Small Business Owner Problem: Knowing When to Switch Tactics
When something isn’t working we often have a propensity to keep trying even though we realize we should switch tactics. How long it takes you to finally relent and try something fresh depends on how stubborn you are – and if you’re like most business owners, you’re pretty stubborn! It’s how you got to where you are in the first place!
This can be made worse if you do get a small taste of success. You’re much less likely to switch tactics if it works for a few weeks or months or so then stops. You keep thinking things will change and it’ll go back to the way it was, if only you hold on for just one more day/week/year/decade.

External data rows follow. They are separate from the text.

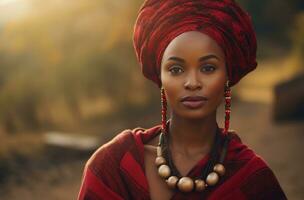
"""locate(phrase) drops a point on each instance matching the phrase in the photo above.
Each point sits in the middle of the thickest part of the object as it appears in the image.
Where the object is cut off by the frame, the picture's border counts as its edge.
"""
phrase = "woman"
(194, 50)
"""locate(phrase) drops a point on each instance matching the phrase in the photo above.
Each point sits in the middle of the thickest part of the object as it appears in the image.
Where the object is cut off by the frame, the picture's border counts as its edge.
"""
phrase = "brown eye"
(176, 69)
(207, 68)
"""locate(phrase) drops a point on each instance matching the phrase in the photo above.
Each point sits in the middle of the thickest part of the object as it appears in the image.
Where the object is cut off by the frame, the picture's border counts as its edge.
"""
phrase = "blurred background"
(69, 82)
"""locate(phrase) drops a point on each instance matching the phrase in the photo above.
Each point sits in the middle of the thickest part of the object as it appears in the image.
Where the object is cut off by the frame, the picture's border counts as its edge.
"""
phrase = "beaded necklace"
(210, 174)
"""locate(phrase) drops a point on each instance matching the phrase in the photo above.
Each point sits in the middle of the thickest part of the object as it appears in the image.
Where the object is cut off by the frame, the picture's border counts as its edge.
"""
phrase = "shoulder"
(256, 178)
(110, 155)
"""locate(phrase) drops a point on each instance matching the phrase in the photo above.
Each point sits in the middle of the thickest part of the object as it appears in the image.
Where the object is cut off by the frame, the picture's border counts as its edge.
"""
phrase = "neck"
(192, 136)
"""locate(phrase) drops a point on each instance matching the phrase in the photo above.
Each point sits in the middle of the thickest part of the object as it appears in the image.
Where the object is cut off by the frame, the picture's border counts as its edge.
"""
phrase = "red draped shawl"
(116, 172)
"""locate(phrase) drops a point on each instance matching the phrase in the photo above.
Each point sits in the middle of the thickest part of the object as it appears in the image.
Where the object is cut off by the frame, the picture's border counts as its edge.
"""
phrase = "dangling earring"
(227, 95)
(163, 110)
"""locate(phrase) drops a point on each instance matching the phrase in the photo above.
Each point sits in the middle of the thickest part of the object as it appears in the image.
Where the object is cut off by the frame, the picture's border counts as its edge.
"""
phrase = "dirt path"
(279, 144)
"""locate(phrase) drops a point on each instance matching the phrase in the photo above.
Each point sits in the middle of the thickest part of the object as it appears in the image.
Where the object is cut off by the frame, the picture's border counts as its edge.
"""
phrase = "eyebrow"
(201, 59)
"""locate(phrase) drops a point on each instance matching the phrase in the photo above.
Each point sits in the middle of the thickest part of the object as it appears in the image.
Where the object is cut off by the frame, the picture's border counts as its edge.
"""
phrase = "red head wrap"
(160, 21)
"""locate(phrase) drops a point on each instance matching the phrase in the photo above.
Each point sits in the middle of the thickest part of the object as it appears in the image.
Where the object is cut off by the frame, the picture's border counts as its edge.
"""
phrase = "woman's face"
(193, 75)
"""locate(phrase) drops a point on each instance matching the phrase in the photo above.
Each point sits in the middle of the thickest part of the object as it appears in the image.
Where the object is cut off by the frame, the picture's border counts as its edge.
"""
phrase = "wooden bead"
(212, 178)
(164, 171)
(220, 169)
(199, 185)
(185, 184)
(160, 161)
(172, 181)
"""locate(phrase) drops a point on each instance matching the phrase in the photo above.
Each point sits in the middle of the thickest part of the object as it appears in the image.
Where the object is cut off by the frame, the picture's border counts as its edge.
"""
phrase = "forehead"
(192, 43)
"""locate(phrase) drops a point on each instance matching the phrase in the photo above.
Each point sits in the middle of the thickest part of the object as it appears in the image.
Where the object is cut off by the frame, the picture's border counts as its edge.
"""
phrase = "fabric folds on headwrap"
(160, 21)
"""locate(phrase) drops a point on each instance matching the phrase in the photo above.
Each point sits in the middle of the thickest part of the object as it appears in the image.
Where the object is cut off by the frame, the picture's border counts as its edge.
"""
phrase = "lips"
(193, 102)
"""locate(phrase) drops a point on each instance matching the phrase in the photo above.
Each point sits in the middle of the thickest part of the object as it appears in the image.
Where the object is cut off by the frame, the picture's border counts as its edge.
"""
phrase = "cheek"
(216, 90)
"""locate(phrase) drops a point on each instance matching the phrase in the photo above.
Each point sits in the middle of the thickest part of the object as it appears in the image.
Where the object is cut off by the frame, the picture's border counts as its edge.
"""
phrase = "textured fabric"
(159, 22)
(116, 171)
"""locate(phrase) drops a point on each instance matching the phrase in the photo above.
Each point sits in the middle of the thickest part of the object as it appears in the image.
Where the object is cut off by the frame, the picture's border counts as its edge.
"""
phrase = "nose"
(192, 81)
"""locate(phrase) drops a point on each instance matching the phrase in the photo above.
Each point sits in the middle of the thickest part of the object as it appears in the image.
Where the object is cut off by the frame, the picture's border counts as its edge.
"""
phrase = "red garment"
(159, 22)
(116, 172)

But this kind of thinking can be dangerous and lead to big problems for your company. Knowing when it’s time to switch your approach can save you from a fate worse than foreclosure.
Keeping the Pulse
It’s an old point, but it’s one of the most important you can learn: if you know your business, and how it’s REALLY doing, then you’ll have a better handle on what actions to take in all situations. If the reverse is true and you have false impressions of your company’s health, you run into problems.
For example, let’s say your initial customer reach tactic was to focus on online advertising. It worked for a few months; enough that you felt like your company was growing. Eventually this growth begins to dwindle and your company starts to stagnate.
If you’ve been keeping up with exactly how well you’re doing, you’re more likely to notice the decline and handle it. You could see the gradual diminishing returns over the months and realize something needs to be done.
However, if it all takes you by surprise and one day you find yourself in the hole seemingly out of the blue, you’re more likely to make bad decisions. You may just end up beating a dead horse by upping your online advertising instead of realizing your customers would respond better to a local outdoor PR promotion.
Timing Things Correctly
This isn’t to say that you should immediately hit the “panic” button once something goes wrong. Sales will have natural dips, curves, twists and gaps and all sorts of interesting things that cause your stomach to jump and flutter.
So a lot of tactics decision comes with experience – for instance, a newbie might have a migraine during the summer when sales drop, but an experienced seller knows the big sales are coming in the fall and winter. The newbie might panic and try a drastic advertising campaign when they should have been planning for the huge holiday season.
Before you make any big decisions, weigh the options before you. Do you have a solid plan in hand or just rough ideas? Do you think your customers would flock to your new campaign or do you KNOW it? There’s a huge difference and it’s best to test the waters a bit before you jump in headfirst.